The American Airlines reservation center off Hanes Mall Boulevard has its second ownership group in four years, selling for $22.5 million in the process.

Preh Hanes Mall LLC of Nashville, Tenn., and MRK Airlines LLC, based in Trump Tower in New York City, bought the 101,000-square-foot building and 10 acres at 799 Hanes Mall Blvd.

“American Airlines will remain a tenant of the building under its new ownership,” spokesman Derek Walls said.

“We recently renewed the lease for the space we occupy in the building and look forward to continue serving our customers from the Winston-Salem reservations office.”

Walls said the local center has about 700 employees.

The buyers could not be immediately reached for comment on their purchase.

The seller is UR Hanes DST, an affiliate of United Realty of New York City. The deal closed Friday, according to a Forsyth County Register of Deeds filing.

UR Hanes purchased the facility for $15.3 million from Highwoods Realty Ltd.
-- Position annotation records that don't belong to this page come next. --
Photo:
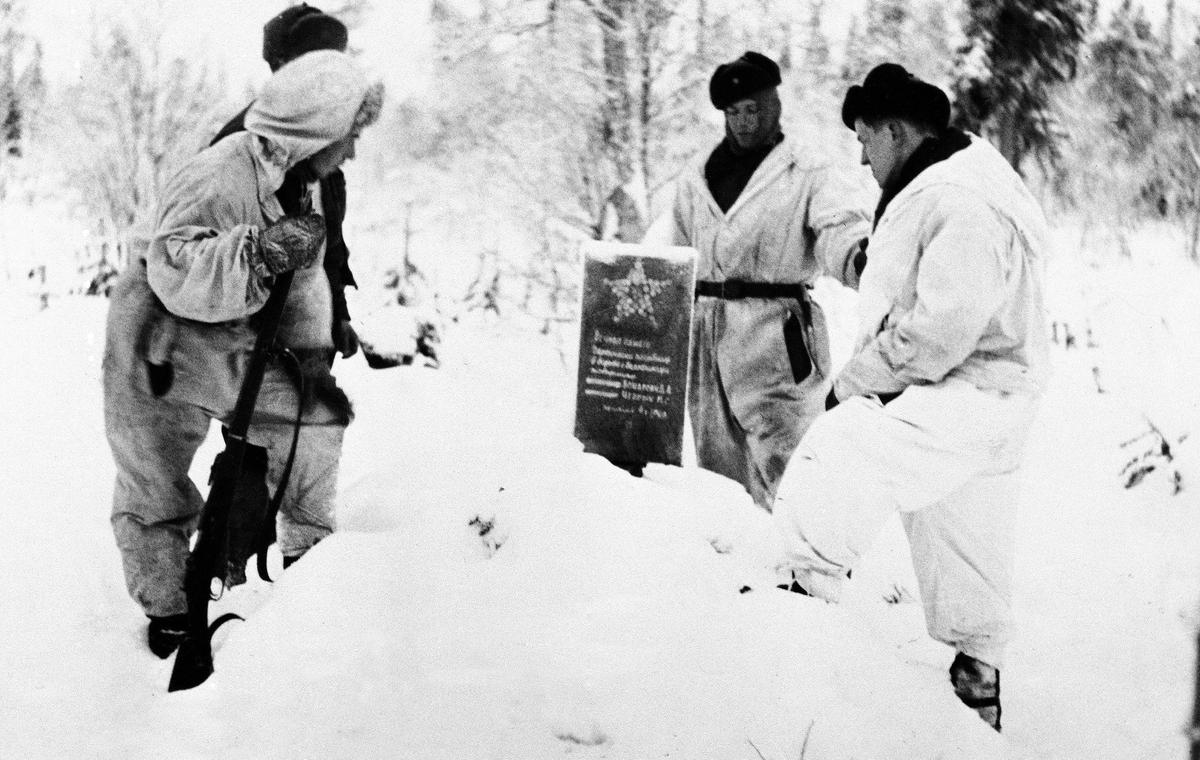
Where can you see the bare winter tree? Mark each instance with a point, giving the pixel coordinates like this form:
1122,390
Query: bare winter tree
137,111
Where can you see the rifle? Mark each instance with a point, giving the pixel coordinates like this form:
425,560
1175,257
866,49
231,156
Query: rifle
208,561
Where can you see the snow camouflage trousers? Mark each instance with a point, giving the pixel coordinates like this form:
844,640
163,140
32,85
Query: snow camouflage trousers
154,438
947,456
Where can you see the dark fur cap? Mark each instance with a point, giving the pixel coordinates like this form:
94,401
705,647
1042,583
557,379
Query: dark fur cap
891,91
301,29
741,78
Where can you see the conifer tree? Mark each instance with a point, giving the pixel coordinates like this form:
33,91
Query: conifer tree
1017,52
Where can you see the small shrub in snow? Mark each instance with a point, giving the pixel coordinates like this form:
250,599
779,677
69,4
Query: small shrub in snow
1153,452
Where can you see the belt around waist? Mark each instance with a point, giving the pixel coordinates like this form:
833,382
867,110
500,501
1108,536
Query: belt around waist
743,288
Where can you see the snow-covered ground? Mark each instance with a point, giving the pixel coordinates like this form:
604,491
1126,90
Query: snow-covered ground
497,593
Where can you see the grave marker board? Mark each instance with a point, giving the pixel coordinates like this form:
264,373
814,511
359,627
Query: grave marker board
635,330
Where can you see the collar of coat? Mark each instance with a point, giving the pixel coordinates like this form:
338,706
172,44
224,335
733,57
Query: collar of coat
785,155
930,151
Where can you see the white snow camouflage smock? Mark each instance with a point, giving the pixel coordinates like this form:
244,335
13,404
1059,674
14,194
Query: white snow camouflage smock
184,305
796,219
952,316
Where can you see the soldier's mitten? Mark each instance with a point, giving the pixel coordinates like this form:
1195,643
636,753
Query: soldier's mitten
291,243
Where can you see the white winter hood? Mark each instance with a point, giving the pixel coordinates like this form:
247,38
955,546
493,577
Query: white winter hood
309,103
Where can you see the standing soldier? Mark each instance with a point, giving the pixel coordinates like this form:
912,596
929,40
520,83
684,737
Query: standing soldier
931,412
767,216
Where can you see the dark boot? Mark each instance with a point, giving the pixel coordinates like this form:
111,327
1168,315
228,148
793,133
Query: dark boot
166,634
977,684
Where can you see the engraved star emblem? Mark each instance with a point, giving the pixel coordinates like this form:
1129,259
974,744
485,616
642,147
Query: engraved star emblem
636,293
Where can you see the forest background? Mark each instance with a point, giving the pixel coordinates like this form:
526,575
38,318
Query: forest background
520,127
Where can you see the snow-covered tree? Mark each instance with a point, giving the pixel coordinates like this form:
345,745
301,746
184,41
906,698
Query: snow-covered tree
135,113
1015,53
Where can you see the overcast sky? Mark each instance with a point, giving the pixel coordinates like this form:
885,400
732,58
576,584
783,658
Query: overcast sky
228,33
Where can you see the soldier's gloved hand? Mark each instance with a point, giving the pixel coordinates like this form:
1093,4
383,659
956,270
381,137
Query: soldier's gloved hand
831,400
346,337
291,243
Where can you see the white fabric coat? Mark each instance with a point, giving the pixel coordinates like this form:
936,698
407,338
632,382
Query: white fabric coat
952,316
183,307
796,220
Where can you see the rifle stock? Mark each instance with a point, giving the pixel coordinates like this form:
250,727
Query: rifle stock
193,662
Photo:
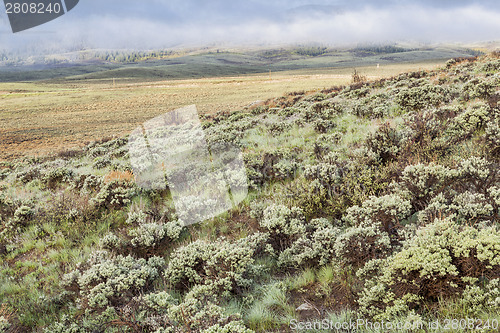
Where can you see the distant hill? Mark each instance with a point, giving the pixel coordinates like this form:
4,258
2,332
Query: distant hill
160,65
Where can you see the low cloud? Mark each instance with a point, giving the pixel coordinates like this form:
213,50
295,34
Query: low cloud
188,23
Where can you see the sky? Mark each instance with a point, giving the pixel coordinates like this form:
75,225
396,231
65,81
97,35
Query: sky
153,24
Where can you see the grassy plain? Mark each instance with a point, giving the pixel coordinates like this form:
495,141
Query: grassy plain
38,118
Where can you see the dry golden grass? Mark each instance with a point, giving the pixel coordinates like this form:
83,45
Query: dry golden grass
43,118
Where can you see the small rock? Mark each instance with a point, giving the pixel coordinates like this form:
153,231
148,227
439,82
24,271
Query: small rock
305,307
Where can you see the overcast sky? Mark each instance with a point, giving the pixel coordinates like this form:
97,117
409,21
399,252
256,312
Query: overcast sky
147,24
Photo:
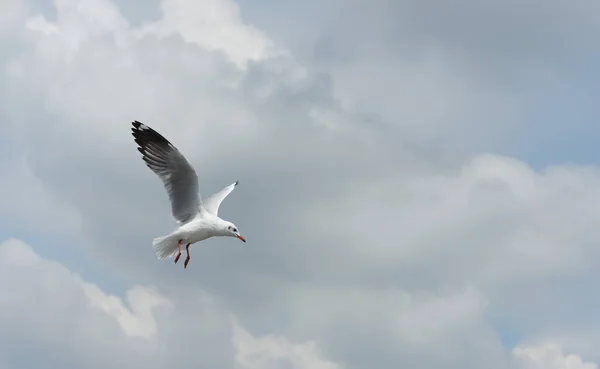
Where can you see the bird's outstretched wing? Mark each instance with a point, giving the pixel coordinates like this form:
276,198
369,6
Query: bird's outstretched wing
178,176
212,203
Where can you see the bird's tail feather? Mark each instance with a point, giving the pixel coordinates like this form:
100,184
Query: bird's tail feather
165,246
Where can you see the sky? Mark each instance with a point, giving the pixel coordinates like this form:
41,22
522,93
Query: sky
419,184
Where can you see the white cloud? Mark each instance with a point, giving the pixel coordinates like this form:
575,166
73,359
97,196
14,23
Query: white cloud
214,25
272,352
89,328
549,356
359,238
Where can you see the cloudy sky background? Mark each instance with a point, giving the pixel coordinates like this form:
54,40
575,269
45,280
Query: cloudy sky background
419,184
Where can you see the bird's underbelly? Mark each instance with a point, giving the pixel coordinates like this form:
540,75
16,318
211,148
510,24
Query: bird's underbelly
192,233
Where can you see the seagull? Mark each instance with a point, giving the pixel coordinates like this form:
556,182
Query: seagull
197,219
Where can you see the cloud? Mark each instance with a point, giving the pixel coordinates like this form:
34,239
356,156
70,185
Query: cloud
77,324
366,244
271,352
549,356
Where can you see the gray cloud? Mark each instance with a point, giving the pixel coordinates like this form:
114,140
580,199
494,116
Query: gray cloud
374,245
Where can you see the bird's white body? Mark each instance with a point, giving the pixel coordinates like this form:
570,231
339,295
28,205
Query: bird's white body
198,219
203,226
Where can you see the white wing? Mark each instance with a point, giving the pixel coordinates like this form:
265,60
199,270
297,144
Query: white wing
214,201
178,176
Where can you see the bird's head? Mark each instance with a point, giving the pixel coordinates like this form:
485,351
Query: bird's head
232,231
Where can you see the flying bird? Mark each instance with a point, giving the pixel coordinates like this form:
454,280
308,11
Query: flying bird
197,219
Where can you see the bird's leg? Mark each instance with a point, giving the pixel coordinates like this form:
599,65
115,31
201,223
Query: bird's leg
187,258
178,251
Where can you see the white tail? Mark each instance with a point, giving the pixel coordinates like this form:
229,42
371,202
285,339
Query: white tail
165,246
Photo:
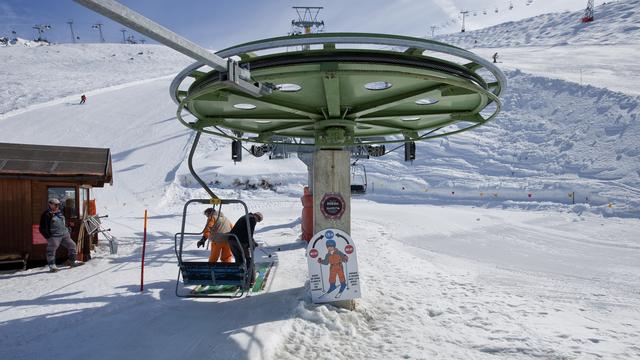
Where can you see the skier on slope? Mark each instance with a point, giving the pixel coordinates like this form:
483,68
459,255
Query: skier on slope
216,223
334,258
54,228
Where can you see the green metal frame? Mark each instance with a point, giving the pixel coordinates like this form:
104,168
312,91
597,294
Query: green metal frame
333,109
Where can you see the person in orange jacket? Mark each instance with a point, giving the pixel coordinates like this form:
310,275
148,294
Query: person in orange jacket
334,258
217,223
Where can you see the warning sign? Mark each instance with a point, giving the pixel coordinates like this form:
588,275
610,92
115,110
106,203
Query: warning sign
332,206
333,267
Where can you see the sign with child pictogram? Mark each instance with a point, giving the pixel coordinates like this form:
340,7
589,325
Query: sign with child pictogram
333,267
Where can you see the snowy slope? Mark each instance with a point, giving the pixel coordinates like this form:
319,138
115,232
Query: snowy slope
32,75
443,276
615,23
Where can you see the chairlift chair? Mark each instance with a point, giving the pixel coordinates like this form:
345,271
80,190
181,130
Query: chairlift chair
236,274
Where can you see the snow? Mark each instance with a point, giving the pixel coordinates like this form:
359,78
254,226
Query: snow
615,23
33,75
456,260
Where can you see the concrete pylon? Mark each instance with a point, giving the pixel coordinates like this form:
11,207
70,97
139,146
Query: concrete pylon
332,196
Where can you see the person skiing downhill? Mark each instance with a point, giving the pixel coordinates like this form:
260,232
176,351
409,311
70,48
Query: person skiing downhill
334,258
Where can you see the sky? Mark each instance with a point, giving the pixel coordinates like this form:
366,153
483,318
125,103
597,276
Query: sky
219,24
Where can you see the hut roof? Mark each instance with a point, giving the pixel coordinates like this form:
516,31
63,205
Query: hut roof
44,162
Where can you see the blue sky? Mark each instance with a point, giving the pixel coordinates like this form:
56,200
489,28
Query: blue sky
218,24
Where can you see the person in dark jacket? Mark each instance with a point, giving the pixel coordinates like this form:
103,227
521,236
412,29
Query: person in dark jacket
54,228
245,237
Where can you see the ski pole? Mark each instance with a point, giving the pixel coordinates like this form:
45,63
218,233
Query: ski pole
144,246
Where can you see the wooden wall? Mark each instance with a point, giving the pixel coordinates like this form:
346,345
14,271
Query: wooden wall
15,217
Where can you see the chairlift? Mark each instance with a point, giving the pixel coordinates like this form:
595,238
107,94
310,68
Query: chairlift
358,179
237,275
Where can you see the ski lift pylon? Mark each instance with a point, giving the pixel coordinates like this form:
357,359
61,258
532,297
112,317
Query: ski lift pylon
358,179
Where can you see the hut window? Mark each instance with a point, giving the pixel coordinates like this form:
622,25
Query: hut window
67,197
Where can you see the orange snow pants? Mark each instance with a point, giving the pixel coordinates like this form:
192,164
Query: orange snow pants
336,270
220,251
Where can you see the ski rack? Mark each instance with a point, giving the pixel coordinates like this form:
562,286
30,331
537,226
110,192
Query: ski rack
206,269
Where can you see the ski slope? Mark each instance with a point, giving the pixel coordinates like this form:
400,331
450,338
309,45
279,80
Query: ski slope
445,276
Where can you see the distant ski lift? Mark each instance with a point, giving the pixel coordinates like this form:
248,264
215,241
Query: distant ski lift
358,179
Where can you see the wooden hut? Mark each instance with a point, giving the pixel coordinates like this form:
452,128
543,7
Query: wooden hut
29,176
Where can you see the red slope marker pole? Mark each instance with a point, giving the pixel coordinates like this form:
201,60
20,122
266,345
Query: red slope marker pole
144,246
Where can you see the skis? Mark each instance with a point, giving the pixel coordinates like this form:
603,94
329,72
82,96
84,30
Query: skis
263,271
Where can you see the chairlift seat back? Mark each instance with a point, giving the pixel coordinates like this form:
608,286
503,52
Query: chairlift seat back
204,273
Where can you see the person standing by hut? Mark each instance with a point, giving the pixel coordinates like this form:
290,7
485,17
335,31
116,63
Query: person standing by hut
54,228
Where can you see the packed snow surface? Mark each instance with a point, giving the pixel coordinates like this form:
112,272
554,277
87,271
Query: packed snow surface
474,251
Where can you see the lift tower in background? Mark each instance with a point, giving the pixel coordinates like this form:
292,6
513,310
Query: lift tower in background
464,15
307,22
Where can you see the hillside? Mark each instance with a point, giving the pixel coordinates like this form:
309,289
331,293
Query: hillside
34,75
616,23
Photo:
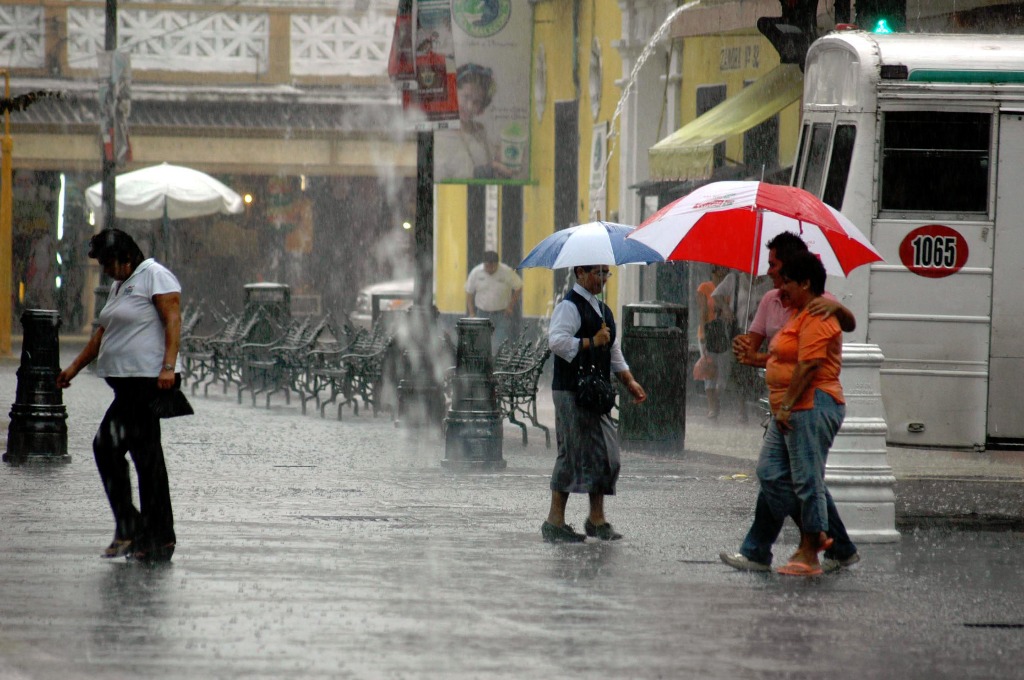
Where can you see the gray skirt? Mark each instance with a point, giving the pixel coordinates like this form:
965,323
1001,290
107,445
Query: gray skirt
588,449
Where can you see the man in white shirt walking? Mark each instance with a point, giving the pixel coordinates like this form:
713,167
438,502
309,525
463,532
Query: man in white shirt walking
493,290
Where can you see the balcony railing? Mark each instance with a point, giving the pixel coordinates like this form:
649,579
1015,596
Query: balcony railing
312,43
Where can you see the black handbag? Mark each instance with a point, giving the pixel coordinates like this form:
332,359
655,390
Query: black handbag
170,404
594,392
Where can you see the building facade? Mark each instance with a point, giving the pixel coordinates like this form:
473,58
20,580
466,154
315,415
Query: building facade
286,101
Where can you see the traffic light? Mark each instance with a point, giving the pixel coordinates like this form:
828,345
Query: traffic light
881,15
793,33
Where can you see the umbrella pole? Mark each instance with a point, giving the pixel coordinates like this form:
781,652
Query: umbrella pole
754,264
166,234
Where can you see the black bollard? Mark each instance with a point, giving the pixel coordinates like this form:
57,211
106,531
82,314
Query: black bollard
38,430
473,432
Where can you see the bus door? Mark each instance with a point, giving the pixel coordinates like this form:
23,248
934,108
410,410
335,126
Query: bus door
931,301
1006,375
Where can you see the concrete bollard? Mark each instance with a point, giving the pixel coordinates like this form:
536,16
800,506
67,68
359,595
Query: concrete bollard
473,428
858,473
38,430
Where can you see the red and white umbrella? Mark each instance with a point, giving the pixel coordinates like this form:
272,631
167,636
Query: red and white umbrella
729,223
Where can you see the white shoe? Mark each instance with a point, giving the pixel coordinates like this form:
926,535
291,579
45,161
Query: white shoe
739,561
837,564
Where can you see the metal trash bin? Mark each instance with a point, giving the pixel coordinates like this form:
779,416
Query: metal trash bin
657,358
275,302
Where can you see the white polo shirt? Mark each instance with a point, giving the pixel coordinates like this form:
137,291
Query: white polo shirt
133,335
493,292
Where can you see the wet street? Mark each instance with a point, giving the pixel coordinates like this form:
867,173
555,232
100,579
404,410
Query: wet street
311,548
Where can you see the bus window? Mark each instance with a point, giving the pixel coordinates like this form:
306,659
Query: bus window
839,165
816,157
801,150
935,161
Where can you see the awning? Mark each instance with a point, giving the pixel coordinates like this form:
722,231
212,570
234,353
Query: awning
688,153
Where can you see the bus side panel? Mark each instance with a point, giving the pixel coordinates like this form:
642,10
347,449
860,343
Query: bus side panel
934,333
1006,413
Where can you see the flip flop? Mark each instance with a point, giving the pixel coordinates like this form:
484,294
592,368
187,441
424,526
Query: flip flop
800,569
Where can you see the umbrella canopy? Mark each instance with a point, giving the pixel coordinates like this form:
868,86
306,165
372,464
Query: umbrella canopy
167,190
729,223
593,243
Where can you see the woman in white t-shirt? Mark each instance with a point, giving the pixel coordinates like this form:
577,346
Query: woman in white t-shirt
136,347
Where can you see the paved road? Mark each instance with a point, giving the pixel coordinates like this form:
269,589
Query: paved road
310,548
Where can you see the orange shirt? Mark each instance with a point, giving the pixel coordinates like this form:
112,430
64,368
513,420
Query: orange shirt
706,289
805,337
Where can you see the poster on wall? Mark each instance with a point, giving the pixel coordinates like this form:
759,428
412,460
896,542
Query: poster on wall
401,61
598,172
493,47
433,57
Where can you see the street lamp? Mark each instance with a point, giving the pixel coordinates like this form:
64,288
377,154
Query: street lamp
6,207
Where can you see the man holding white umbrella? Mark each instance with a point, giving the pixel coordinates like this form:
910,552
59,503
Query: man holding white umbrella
583,331
583,338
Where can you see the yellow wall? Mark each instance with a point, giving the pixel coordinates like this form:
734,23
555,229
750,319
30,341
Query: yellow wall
553,28
731,59
451,237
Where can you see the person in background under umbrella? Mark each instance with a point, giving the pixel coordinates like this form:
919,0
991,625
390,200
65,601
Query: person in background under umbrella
715,366
588,445
493,291
136,348
736,302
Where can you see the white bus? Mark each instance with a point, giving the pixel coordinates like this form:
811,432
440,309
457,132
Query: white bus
920,140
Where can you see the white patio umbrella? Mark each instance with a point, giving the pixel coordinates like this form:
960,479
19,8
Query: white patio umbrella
167,192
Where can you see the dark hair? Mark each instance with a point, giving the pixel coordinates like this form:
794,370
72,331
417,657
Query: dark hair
482,76
786,245
805,266
587,268
115,246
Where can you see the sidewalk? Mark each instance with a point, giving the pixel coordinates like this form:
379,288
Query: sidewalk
311,548
944,486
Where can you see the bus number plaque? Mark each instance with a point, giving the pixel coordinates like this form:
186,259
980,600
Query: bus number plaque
933,251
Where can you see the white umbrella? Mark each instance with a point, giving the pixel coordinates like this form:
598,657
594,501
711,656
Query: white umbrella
169,192
593,243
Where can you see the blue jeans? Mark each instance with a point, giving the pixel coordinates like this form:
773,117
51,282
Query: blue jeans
792,472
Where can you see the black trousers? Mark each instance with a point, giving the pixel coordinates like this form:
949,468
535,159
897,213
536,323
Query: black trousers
130,427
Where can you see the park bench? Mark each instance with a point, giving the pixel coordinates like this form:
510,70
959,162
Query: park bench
209,358
517,376
282,367
354,373
257,366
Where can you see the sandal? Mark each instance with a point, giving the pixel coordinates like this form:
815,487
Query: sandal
155,554
118,548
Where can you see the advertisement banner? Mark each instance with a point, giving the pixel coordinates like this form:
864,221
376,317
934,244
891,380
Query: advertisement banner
433,50
401,62
493,46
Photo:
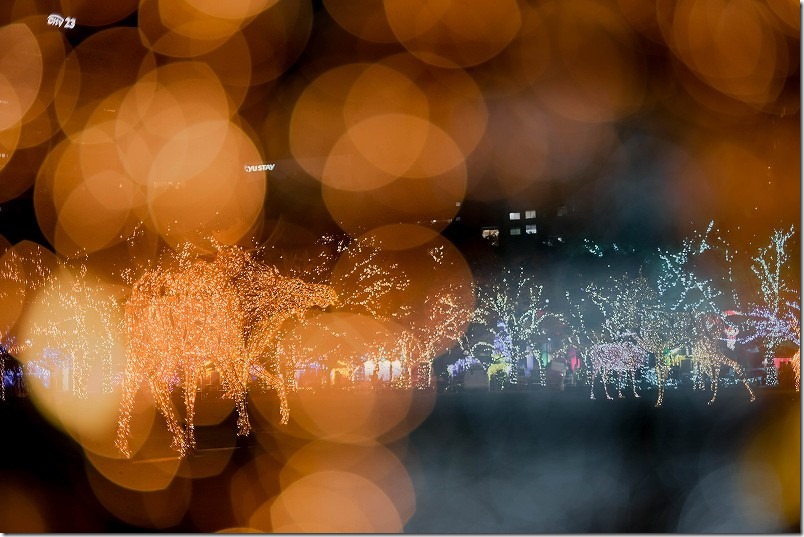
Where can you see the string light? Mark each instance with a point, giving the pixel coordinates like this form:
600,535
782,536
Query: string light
226,313
708,356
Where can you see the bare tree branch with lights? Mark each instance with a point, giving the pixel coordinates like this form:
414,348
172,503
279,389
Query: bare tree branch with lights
774,317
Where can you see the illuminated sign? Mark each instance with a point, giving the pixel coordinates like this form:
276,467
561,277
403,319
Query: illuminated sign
259,167
54,19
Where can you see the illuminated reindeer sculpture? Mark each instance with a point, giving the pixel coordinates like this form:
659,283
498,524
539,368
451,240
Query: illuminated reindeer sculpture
178,320
622,357
708,356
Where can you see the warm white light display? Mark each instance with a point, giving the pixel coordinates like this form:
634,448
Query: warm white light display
224,312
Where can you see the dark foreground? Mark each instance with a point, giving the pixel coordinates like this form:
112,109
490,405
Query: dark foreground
526,462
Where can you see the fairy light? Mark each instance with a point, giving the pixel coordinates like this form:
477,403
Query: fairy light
769,318
709,359
677,282
225,312
10,346
511,307
622,358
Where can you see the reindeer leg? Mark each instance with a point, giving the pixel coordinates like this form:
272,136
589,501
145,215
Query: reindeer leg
130,389
190,382
740,373
165,406
278,385
714,382
660,382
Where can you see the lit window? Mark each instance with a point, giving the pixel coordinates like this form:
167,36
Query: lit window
492,235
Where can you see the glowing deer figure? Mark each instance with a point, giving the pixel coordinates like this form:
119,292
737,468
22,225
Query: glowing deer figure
624,358
179,320
710,359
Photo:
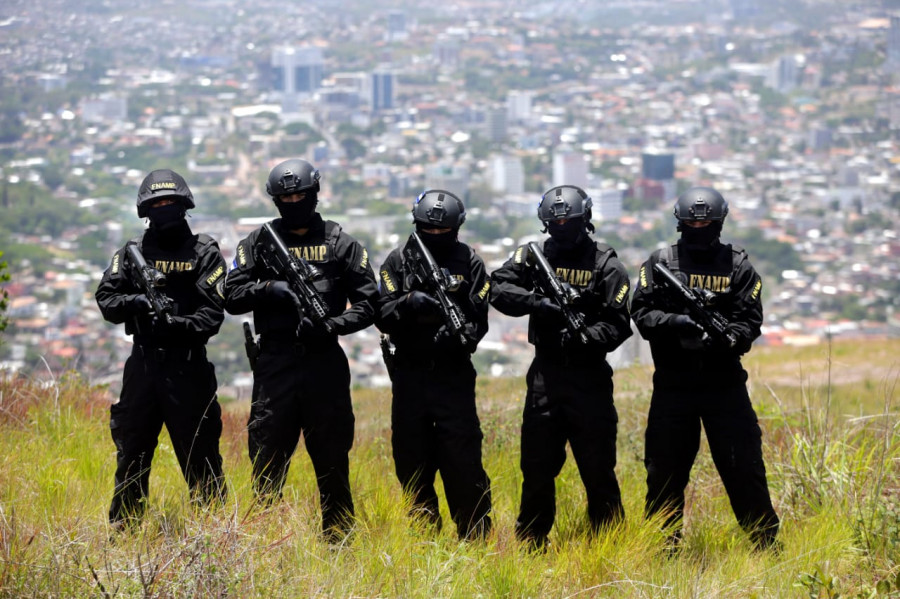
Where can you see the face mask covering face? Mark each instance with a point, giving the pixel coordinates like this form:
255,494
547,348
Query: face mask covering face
567,235
165,218
295,215
437,243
Partnership in August 2015, meaning it had a 47% gain from Friday’s sale.

By comparison, the property had a $10.4 million property-tax value when it was sold by the Highwoods affiliate.

The center was built in 1987.

“More than likely, the lease has been extended since the last purchase of August 2015, which would serve to reduce the cap rate and inherently increase the valuation/purchase price,” said Raymond Collins, with Collins Commercial Properties Inc.

“Additionally, many national/institutional investors are looking to second- and third-tier markets, of which Winston Salem and Greensboro would be included, rather than a singular focus on institutional grade markets, such as Atlanta, Charlotte, Raleigh or Chicago.”

Collins also said that the significant increase in new construction costs for commercial and industrial real estate “has slowed new construction, reducing new construction properties available to the market.”

“Higher construction costs inversely increase the attractiveness of existing properties in that they can be purchased below the cost of new construction/replacement costs.”

Collins also said “some investors see the stock market as nearing a peek, and therefore looking for the solid returns found in long term leased investment real estate.”

The sale of the American reservations center comes just a week after a high-profile Chicago medical real-estate investment trust expanded its ownership presence in the Winston-Salem area in a major way by spending a combined $83.86 million on seven properties.

In each instance, Novant Health Inc. leases the properties.

The most expensive of the seven deals is the Winston-Salem 250A APL MP LLC affiliate of MB Real Estate spending $33.4 million for the Winston-Salem Health Care facility at 250 Charlois Blvd.

The sellers in each instance are affiliates of BCC Carolina LLC of Key West, Fla. The BCC Carolina groups paid a combined $35 million for the four properties in July 2009.

Altogether, the MB Real Estate affiliates have spent a combined $124.85 million on 13 Triad properties since May.

John H. Boyd, with site-selection firm The Boyd Co. of Princeton, N.J., said the premium being paid for commercial real-estate properties is a reflection of “strong economic, demographic and technological drivers are in all place now.”